Avec une chance de mettre en scène des conflits internes aussi riches, Chandor crée un espace pour que son casting fasse de la magie, et ce sont leurs performances captivantes (et quelques montages avisés) qui font avancer le film. Il reçoit le travail incandescent de Irons et Bettany, aux côtés de la solidité parfaite de Zachary Quinto comme Peter Sullivan, dont la descente d’un doctorat en ingénierie au MIT à un analyste des risques de Wall Street cristallise la thèse de Chandor. “Je suis un capitaliste” Chandor a déclaré à ProPublica. “Certains voulaient que ce film soit plus une mise en accusation de ces gens, et ce n’est pas de là que je viens, évidemment. Une mauvaise utilisation d’un énorme potentiel, c’est ce que je voulais que le film parle, d’une manière un peu triste. Si, soutient-il, l’attrait pour la finance est si grand qu’il empêche des personnes brillantes de fournir des services tangibles et utiles au monde, alors le système fonctionne fondamentalement mal.

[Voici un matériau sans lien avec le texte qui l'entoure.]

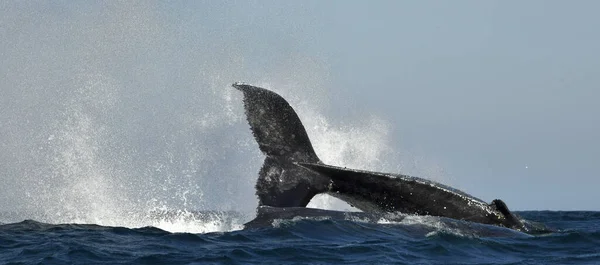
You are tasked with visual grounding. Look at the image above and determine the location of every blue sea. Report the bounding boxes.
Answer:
[0,211,600,264]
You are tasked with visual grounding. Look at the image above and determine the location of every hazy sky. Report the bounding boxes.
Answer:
[0,0,600,216]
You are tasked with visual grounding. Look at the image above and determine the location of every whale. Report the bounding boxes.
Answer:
[232,82,548,234]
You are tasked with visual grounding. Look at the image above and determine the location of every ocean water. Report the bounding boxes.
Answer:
[0,211,600,264]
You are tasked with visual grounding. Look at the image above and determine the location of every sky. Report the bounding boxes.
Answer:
[0,1,600,219]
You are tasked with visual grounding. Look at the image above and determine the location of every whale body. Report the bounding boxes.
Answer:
[233,83,547,233]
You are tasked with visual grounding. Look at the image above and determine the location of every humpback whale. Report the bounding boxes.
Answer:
[232,83,547,233]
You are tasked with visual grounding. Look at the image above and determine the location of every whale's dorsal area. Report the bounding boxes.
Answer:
[233,83,547,232]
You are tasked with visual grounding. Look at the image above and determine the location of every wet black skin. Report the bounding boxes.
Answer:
[233,83,552,232]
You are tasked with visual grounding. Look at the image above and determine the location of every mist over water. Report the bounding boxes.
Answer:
[0,1,410,232]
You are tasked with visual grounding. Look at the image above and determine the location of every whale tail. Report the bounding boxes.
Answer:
[233,83,329,207]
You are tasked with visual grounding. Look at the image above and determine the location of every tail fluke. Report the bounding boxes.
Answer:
[233,83,329,207]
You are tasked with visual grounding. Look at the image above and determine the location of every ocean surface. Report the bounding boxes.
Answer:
[0,211,600,264]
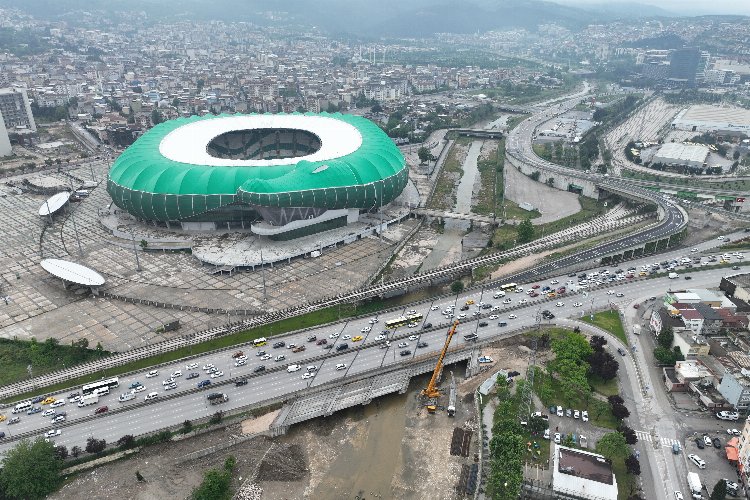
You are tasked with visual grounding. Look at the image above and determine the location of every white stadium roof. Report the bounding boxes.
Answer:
[40,259,104,286]
[39,191,70,217]
[159,115,362,167]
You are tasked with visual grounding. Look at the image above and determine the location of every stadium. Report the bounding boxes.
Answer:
[107,113,408,240]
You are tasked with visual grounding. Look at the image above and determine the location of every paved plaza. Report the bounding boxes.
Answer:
[0,163,417,350]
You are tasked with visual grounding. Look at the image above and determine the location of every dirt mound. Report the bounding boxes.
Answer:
[257,444,308,481]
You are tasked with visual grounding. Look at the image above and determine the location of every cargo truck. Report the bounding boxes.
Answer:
[688,472,703,500]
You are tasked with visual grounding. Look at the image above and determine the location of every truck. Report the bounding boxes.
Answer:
[78,394,99,408]
[206,392,229,405]
[688,472,703,500]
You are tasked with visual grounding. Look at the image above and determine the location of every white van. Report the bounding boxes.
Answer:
[12,401,33,413]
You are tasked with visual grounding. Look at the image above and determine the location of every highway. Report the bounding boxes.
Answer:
[0,229,743,453]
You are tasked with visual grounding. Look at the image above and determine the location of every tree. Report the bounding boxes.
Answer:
[0,438,63,498]
[516,219,534,243]
[86,436,107,453]
[711,479,727,500]
[625,455,641,476]
[596,432,630,460]
[618,424,638,444]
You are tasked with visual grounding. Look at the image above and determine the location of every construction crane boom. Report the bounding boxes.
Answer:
[422,320,458,398]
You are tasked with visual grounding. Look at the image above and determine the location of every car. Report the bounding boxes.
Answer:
[688,453,706,469]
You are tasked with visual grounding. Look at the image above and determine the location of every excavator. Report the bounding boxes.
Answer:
[422,320,458,413]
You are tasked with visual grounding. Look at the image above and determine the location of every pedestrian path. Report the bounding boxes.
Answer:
[635,431,680,448]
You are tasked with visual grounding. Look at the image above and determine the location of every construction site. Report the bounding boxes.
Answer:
[52,328,529,499]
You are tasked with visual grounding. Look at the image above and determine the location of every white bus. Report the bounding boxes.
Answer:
[81,377,120,396]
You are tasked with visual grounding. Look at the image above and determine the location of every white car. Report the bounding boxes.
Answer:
[688,453,706,469]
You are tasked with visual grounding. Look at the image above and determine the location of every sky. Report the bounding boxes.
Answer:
[552,0,750,16]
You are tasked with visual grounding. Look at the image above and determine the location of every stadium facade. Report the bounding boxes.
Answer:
[107,113,408,240]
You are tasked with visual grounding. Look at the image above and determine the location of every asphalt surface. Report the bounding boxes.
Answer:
[0,229,748,462]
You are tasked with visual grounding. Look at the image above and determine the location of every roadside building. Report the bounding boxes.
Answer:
[552,445,617,500]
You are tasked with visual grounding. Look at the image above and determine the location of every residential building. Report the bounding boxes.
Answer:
[552,445,617,500]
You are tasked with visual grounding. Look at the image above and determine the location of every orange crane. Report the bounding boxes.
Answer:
[422,320,458,413]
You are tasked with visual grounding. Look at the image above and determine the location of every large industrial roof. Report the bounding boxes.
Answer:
[159,115,362,167]
[40,259,104,286]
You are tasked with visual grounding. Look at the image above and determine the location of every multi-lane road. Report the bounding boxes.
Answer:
[0,229,738,458]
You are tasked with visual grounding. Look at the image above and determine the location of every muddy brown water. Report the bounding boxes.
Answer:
[310,391,411,500]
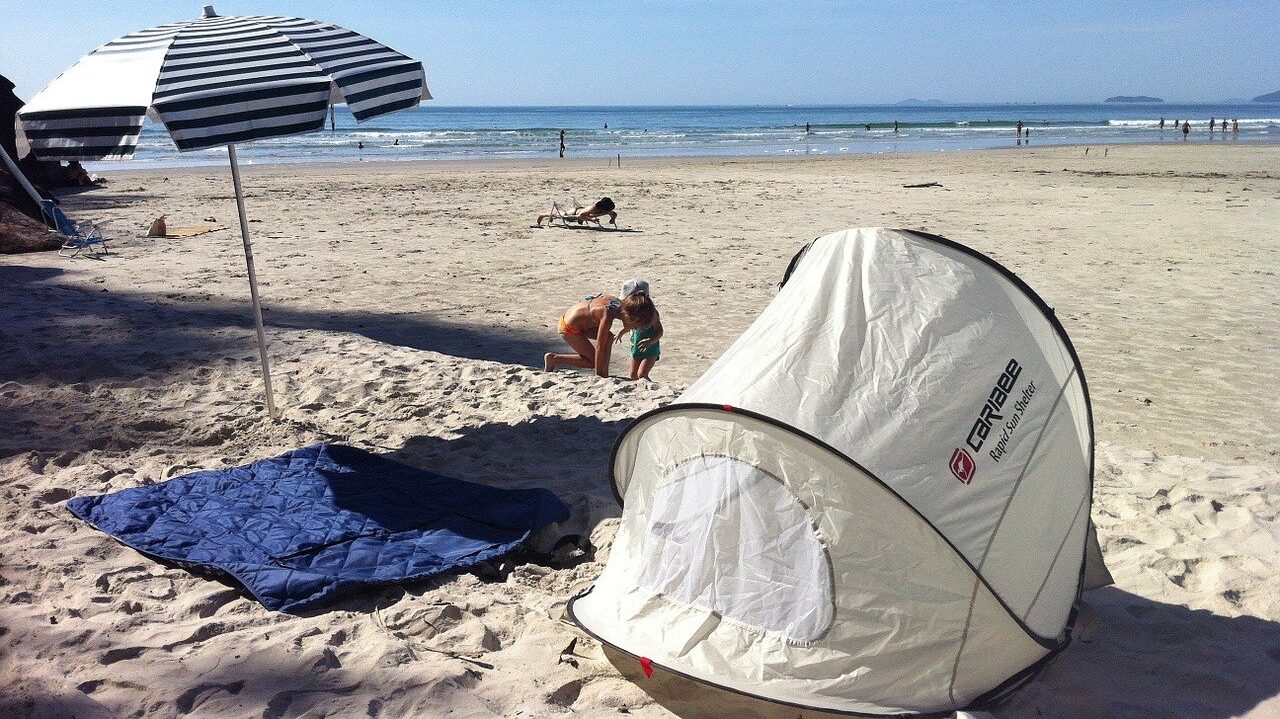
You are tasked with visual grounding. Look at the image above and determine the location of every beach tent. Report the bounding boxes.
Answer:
[568,229,1110,715]
[18,5,431,417]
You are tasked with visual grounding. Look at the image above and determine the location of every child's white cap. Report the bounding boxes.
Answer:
[622,278,653,297]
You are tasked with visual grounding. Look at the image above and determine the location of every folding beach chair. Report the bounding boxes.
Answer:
[40,200,108,257]
[543,198,617,229]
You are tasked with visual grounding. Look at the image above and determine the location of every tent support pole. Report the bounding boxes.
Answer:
[0,147,45,207]
[227,143,276,420]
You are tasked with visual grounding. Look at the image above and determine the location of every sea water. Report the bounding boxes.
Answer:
[90,101,1280,170]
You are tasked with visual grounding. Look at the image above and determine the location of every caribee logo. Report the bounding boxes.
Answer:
[951,446,978,484]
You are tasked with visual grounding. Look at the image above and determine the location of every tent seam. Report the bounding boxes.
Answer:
[1023,498,1089,622]
[947,573,995,706]
[977,367,1075,572]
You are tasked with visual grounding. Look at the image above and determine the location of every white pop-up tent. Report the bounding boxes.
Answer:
[570,229,1110,715]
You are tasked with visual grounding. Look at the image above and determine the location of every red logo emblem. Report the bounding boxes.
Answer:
[951,448,978,484]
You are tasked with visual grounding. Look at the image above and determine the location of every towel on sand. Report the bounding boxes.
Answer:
[67,444,568,612]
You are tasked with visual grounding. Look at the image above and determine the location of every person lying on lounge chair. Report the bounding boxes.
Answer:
[538,197,618,226]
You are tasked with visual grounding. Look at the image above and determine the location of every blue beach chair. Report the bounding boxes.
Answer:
[40,200,108,257]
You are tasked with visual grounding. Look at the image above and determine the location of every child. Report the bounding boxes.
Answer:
[618,278,662,380]
[543,280,662,379]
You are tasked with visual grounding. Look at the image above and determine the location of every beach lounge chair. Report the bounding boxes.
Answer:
[40,200,106,257]
[547,200,586,226]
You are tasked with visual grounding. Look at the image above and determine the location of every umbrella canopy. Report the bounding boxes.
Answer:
[18,5,431,417]
[18,6,431,160]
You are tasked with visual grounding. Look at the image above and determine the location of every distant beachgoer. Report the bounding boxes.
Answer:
[543,283,662,379]
[538,197,618,226]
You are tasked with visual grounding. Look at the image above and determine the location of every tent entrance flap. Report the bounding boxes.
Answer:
[639,455,835,642]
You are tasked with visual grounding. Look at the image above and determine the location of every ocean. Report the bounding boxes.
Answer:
[88,101,1280,170]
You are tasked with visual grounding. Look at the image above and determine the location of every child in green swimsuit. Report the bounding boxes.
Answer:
[618,279,662,380]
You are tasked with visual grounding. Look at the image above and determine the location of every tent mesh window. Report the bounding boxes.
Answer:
[637,455,835,642]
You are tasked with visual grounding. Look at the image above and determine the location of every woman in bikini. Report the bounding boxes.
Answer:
[543,284,662,379]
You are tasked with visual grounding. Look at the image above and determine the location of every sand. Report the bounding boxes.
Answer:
[0,146,1280,719]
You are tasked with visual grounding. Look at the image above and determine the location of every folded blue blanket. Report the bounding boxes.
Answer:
[67,444,568,612]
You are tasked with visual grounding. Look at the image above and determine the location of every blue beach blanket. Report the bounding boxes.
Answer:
[67,444,568,612]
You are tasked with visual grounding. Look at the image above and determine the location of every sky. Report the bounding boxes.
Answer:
[0,0,1280,105]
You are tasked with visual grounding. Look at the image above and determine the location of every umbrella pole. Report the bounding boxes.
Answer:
[227,143,275,420]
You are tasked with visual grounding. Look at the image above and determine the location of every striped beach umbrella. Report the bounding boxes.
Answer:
[18,5,431,417]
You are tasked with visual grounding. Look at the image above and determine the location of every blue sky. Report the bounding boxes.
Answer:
[0,0,1280,105]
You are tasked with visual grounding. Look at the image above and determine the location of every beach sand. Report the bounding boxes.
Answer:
[0,146,1280,719]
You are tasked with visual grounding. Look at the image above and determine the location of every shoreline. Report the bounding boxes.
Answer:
[80,139,1280,178]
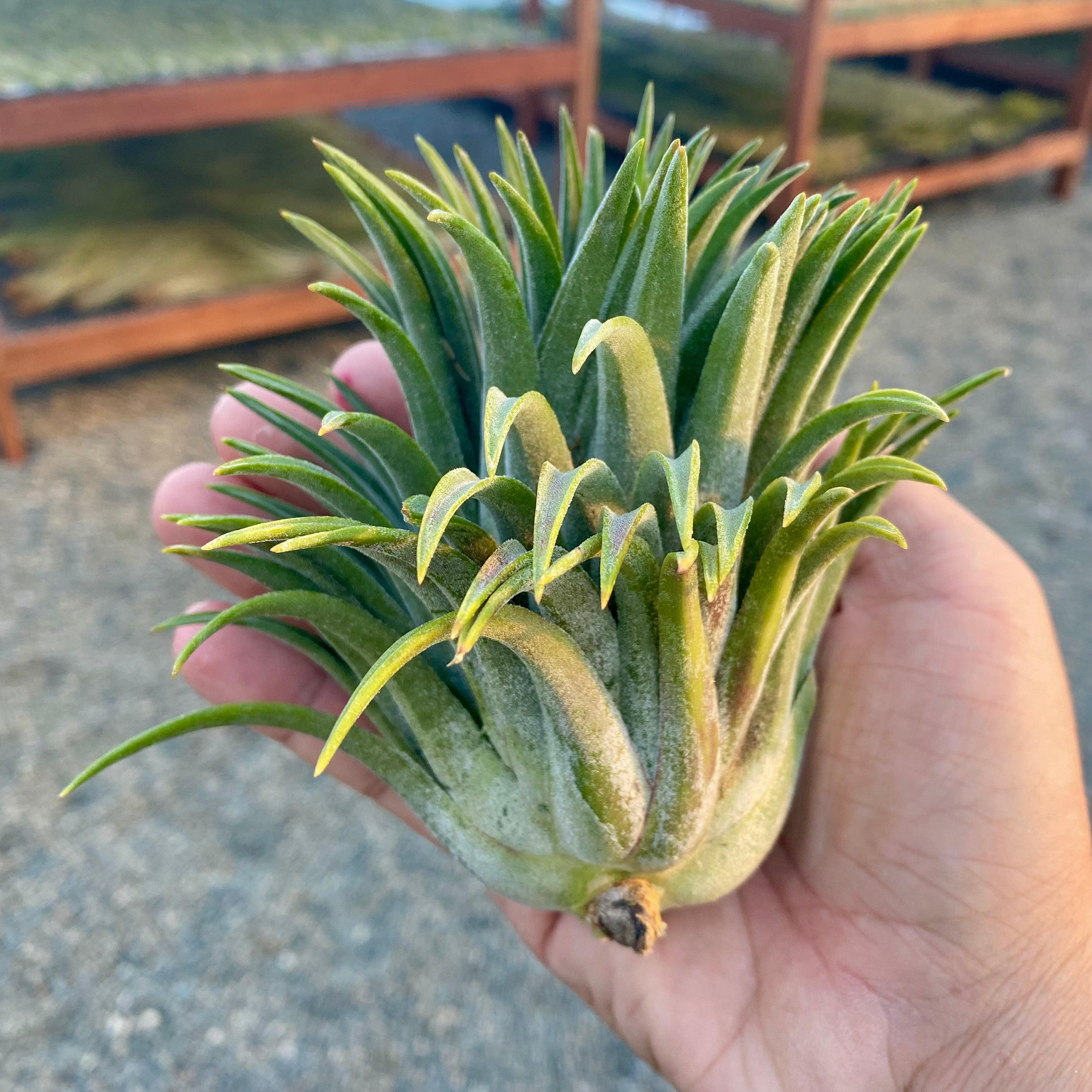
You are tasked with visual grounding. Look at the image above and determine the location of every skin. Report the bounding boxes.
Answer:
[154,343,1092,1092]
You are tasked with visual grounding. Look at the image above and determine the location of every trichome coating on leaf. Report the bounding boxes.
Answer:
[65,86,1001,953]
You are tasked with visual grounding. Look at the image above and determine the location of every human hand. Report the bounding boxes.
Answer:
[154,342,1092,1092]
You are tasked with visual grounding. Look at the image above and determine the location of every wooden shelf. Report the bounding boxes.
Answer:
[0,43,580,151]
[0,284,354,459]
[0,0,599,459]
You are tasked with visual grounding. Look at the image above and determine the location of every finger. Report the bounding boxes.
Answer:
[786,485,1088,920]
[152,463,265,599]
[173,599,427,836]
[331,341,413,436]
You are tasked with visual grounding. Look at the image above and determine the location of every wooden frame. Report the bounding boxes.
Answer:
[602,0,1092,208]
[0,0,599,459]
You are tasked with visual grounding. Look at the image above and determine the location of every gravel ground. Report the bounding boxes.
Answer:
[0,115,1092,1092]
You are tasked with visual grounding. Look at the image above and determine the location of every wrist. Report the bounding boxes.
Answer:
[906,937,1092,1092]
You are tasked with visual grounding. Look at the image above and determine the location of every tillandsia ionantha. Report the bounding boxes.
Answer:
[65,87,1000,953]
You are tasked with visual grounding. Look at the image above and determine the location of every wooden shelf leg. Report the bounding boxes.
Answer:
[1052,31,1092,200]
[785,0,829,196]
[0,382,26,463]
[570,0,599,147]
[906,49,937,81]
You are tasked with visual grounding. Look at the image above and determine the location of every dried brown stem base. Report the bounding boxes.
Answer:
[584,879,667,956]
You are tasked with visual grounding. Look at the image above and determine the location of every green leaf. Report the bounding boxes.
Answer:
[706,136,760,188]
[577,126,606,243]
[64,702,603,911]
[540,550,619,696]
[205,482,310,519]
[675,195,806,424]
[599,504,659,610]
[539,141,642,440]
[489,174,561,337]
[770,198,868,379]
[686,164,807,307]
[482,386,572,486]
[557,103,584,266]
[319,410,440,500]
[626,80,657,193]
[804,224,928,417]
[428,212,538,404]
[687,167,758,244]
[750,389,948,496]
[626,147,687,411]
[172,591,413,750]
[326,164,458,405]
[534,459,624,599]
[451,554,533,664]
[748,208,915,477]
[495,113,529,196]
[601,533,659,782]
[219,388,399,522]
[454,144,511,258]
[686,126,716,193]
[402,494,497,564]
[603,139,676,319]
[793,515,906,604]
[693,497,755,601]
[163,546,323,592]
[417,466,535,583]
[633,544,721,870]
[572,316,675,497]
[685,242,780,504]
[649,113,675,177]
[932,368,1012,410]
[383,170,455,213]
[485,606,647,864]
[414,135,482,227]
[451,538,528,638]
[739,471,822,592]
[310,281,464,469]
[317,142,481,411]
[716,489,852,751]
[60,701,345,796]
[636,440,701,550]
[214,455,390,526]
[281,211,401,321]
[515,131,562,263]
[152,610,358,693]
[201,515,366,550]
[826,455,948,493]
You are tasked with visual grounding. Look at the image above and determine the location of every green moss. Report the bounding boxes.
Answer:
[0,118,416,315]
[0,0,532,98]
[602,17,1061,181]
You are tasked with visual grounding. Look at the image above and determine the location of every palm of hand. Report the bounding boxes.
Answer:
[155,351,1092,1092]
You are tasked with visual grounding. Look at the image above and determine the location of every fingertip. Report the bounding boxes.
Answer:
[151,463,215,546]
[209,381,318,460]
[331,338,412,433]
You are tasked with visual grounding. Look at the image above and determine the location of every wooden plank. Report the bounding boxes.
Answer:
[570,0,601,145]
[823,0,1092,59]
[1053,31,1092,198]
[937,46,1074,95]
[0,43,586,150]
[834,129,1089,201]
[664,0,797,48]
[0,285,351,389]
[785,0,830,196]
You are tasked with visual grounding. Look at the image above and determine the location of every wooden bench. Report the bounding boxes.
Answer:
[0,0,599,459]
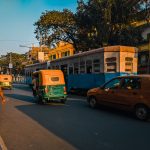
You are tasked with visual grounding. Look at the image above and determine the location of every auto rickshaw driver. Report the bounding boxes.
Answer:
[0,86,6,104]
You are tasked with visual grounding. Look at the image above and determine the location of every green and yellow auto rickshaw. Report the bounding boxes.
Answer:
[0,74,12,89]
[33,70,67,103]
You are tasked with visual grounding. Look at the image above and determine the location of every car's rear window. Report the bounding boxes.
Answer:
[51,77,59,82]
[121,78,141,89]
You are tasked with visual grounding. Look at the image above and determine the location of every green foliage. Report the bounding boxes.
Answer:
[34,0,150,51]
[34,9,77,47]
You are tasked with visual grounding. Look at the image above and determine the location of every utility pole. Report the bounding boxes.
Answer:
[9,52,13,75]
[148,35,150,74]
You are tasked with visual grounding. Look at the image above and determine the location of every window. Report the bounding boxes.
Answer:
[121,78,141,90]
[104,79,121,89]
[106,57,117,72]
[125,57,133,73]
[74,63,79,74]
[61,51,70,57]
[93,59,100,73]
[69,66,73,74]
[80,61,85,73]
[86,60,92,73]
[61,64,68,75]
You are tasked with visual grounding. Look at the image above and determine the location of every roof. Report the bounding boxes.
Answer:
[51,45,137,62]
[119,74,150,79]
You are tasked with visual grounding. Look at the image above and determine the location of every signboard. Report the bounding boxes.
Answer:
[9,63,13,69]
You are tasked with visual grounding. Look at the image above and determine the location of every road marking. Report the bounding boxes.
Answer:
[0,136,7,150]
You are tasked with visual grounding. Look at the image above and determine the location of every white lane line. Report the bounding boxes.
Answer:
[0,136,7,150]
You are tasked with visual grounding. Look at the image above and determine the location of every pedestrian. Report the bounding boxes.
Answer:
[32,75,37,97]
[0,86,5,104]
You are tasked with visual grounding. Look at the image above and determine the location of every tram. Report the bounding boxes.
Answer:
[24,45,138,92]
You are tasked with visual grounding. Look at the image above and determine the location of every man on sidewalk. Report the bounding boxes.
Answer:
[0,86,5,104]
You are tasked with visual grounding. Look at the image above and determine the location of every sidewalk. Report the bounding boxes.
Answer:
[0,136,7,150]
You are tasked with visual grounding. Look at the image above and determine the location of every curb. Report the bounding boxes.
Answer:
[0,136,7,150]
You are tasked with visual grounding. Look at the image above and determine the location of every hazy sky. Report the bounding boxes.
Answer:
[0,0,77,55]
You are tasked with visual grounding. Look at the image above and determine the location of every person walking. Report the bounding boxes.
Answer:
[0,86,6,104]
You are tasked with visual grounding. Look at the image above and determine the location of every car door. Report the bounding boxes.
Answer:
[120,77,142,107]
[97,78,122,104]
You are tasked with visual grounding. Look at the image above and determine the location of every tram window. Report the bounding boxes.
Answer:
[69,67,73,74]
[107,62,117,72]
[93,59,100,73]
[74,63,79,74]
[80,61,85,73]
[86,60,92,73]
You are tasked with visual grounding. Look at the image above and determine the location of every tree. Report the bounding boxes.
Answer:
[76,0,147,48]
[0,53,27,75]
[34,9,77,48]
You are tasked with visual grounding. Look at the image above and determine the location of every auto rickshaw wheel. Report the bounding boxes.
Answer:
[135,105,148,121]
[61,98,67,104]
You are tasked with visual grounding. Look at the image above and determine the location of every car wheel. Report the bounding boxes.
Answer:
[135,105,148,121]
[89,96,97,108]
[61,99,67,104]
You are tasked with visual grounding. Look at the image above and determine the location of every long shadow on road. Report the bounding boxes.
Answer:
[5,93,34,103]
[13,84,32,91]
[14,98,150,150]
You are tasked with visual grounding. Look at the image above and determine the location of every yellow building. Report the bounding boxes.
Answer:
[29,46,50,63]
[28,41,74,63]
[134,21,150,74]
[49,41,74,60]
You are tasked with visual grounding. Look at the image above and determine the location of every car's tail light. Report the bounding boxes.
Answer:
[64,86,67,94]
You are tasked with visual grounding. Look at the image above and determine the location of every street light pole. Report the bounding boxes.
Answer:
[148,36,150,74]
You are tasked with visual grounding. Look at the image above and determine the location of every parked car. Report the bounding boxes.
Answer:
[87,75,150,120]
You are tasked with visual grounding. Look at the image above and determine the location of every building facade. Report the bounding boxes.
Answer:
[28,41,74,63]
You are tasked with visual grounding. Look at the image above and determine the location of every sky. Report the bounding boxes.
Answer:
[0,0,77,55]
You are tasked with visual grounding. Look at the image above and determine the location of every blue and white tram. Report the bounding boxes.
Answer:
[50,46,138,91]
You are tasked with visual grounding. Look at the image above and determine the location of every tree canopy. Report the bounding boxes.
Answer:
[0,53,27,75]
[34,0,150,51]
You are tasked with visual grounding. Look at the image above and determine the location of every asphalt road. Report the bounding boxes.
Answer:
[0,85,150,150]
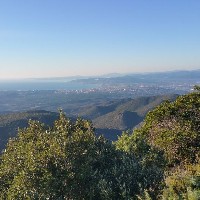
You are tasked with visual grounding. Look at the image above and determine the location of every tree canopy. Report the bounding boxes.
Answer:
[0,88,200,200]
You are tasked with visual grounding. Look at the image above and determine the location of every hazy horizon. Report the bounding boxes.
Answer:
[0,0,200,80]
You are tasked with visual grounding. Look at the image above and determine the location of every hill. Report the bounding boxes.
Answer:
[0,95,177,150]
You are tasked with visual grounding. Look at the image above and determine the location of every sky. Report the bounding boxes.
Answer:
[0,0,200,79]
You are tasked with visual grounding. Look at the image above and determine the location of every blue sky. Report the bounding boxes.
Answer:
[0,0,200,79]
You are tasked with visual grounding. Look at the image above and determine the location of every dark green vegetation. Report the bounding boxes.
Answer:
[0,87,200,200]
[0,95,177,150]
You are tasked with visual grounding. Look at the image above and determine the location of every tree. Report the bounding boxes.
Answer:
[0,112,140,199]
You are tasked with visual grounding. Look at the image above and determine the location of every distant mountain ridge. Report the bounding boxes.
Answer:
[0,95,177,150]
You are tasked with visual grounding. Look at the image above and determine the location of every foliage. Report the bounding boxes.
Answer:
[142,92,200,165]
[163,162,200,200]
[0,112,143,199]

Stylistiquement, Chandor évite de rendre Wall Street ambitieux ou sexy. Même la brève scène des clubs de strip-tease haut de gamme donne à réfléchir. Presque tout le film est tourné dans des salles de conférence fades et, bien sûr, il y a une vue incroyable par la fenêtre, mais personne ne regarde vraiment. Quand Emerson, Sullivan et Seth Bregman (Badgely) montent sur le toit pour jeter un coup d’œil, Emerson flirte immédiatement avec le danger d’avoir grimpé trop haut, ce qui est, à la base, ce à quoi chacun des personnages de Chandor est confronté. Ils ont conquis la hiérarchie socio-économique et l’ont fait aux dépens directs de ce qu’Emerson appellerait les “gens normaux”. Et maintenant, alors qu’ils vacillent au bord de leur gratte-ciel, ils doivent compter avec ce qu’il en reste s’ils décident de rester sur le toit.